Artasia 2025
PROTEST IS A PRINCIPLE OF ART

A Summer Grounded in the Hundred Languages of Children.
This summer, Artasia invites children to explore the many ways they express themselves—through movement, storytelling, building, imagining, and playing. Inspired by the poem The Hundred Languages of Children by Loris Malaguzzi, this year’s program honours the idea that children learn and communicate not just with words, but with their whole bodies, senses, and spirits.
Each week, children will be introduced to a new theme based on the elements of dance—Body, Space, Time, Energy, and Relationship—through hands-on creative experiences designed to spark curiosity and joy. Whether it’s making marks with natural materials, exploring textures and patterns with digital tools, or moving through space in playful and thoughtful ways, children will be supported to follow their ideas and express themselves fully.
The Hundred Languages
“Children as human beings, possess a hundred languages: a hundred ways of thinking, expressing, understanding, of encountering otherness through a way of thinking that weaves together and does not separate the various dimensions of experience. The hundred languages are a metaphor for the extraordinary potentials of children, their knowledge-building and creative processes, the myriad forms with which life is manifested and knowledge is constructed.
It is the responsibility of [the adult] to valorise all verbal and non-verbal languages with equal dignity.”
Process, Play, and Presence.
We believe that when children are free to explore, create, and play, they show us who they are and how they see the world. This, too, is a form of protest: claiming space for imagination, for presence, and for voices that are often overlooked.
At the end of the summer, Artasia will be part of Supercrawl 2025, where the themes of the program will be reflected in a large community art installation. While the exhibition may not showcase individual children’s work, it will be shaped by their spirit, ideas, and explorations.
This summer, we say with the children:
“No Way. The hundred is there.”
Weekly Activities
Each weekly activity is crafted by the Artasia 2025 team to deliver the core message of this year’s theme. This year, we looked to Loris Malaguzzi’s poem 100 Languages of Children, and asked some questions of our own.

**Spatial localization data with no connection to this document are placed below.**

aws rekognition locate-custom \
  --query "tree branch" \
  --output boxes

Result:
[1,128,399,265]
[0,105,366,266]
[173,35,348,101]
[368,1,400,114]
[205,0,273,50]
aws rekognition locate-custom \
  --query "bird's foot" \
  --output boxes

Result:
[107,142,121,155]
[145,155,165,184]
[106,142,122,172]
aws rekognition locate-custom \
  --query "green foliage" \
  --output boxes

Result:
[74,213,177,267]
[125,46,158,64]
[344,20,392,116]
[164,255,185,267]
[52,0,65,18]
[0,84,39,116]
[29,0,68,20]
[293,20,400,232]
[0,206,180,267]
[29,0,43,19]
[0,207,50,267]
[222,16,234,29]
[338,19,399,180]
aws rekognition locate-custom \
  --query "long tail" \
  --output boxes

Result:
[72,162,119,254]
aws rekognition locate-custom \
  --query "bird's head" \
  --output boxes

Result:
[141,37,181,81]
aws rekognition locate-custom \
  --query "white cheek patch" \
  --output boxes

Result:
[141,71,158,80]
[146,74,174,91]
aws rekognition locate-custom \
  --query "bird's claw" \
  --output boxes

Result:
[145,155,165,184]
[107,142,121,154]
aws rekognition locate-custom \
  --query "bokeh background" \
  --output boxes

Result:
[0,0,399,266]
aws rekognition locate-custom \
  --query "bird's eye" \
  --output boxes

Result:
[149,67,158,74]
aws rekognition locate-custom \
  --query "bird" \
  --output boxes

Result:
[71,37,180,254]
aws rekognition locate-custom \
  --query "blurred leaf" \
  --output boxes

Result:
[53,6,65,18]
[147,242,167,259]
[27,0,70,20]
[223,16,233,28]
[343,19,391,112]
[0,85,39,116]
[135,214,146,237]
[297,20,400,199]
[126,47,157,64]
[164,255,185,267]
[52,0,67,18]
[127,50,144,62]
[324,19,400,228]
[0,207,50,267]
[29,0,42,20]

Week 1: The Expressive, Knowing Body
The body is our first language—our way of being, feeling, and expressing before we even speak. This week, children explore their own physical presence and gestures through movement and making.
Inspired by Malaguzzi’s words:
“They tell the child to think without hands…”
“They tell the child to do without head… to understand without joy…
No way. The hundred is there.”
We ask: How are we all connected through our bodies?

Week 2: Claiming and Reshaping Space
Space is never neutral. This week, children explore how they can reshape, reclaim, and transform space with their ideas and bodies. From floor to sky, table to sidewalk—every surface becomes a place of possibility.
Inspired by Malaguzzi’s words:
“They tell the child: that work and play / reality and fantasy… / are things that do not belong together.”
We ask: What if space could be for both?

Week 3: Memory, Change, Duration
Time is a material we move through—but it also moves through us.
This week invites children to explore how memory, repetition, layering, and revisiting can help us see and feel time.
Inspired by Malaguzzi’s words:
“A hundred worlds / to discover / a hundred worlds / to invent / a hundred worlds / to dream.”
We ask: How do we leave traces through time? What changes, and what remains?

Week 4: Emotion, Drive, Vibrancy
Energy is the invisible force that moves us—through feelings, through bodies, through ideas. This week, children will explore how their inner energy transforms materials, colours, and space.
Inspired by Malaguzzi’s words:
“To understand without joy… to love and to marvel only at Easter and Christmas.”
We ask: How do children express their energy every day? What colours, marks, and motions emerge from joy, curiosity, or intensity?

Week 5: Reciprocity, Care, Connection
Relationships are the threads that connect us—to people, places, and ourselves.
This week invites children to explore care, collaboration, and connection through shared art-making.
Inspired by Malaguzzi’s vision of the hundred languages of connection, we ask:
How do we listen, respond, and grow together through creative acts?
What do we discover when we make with instead of alone?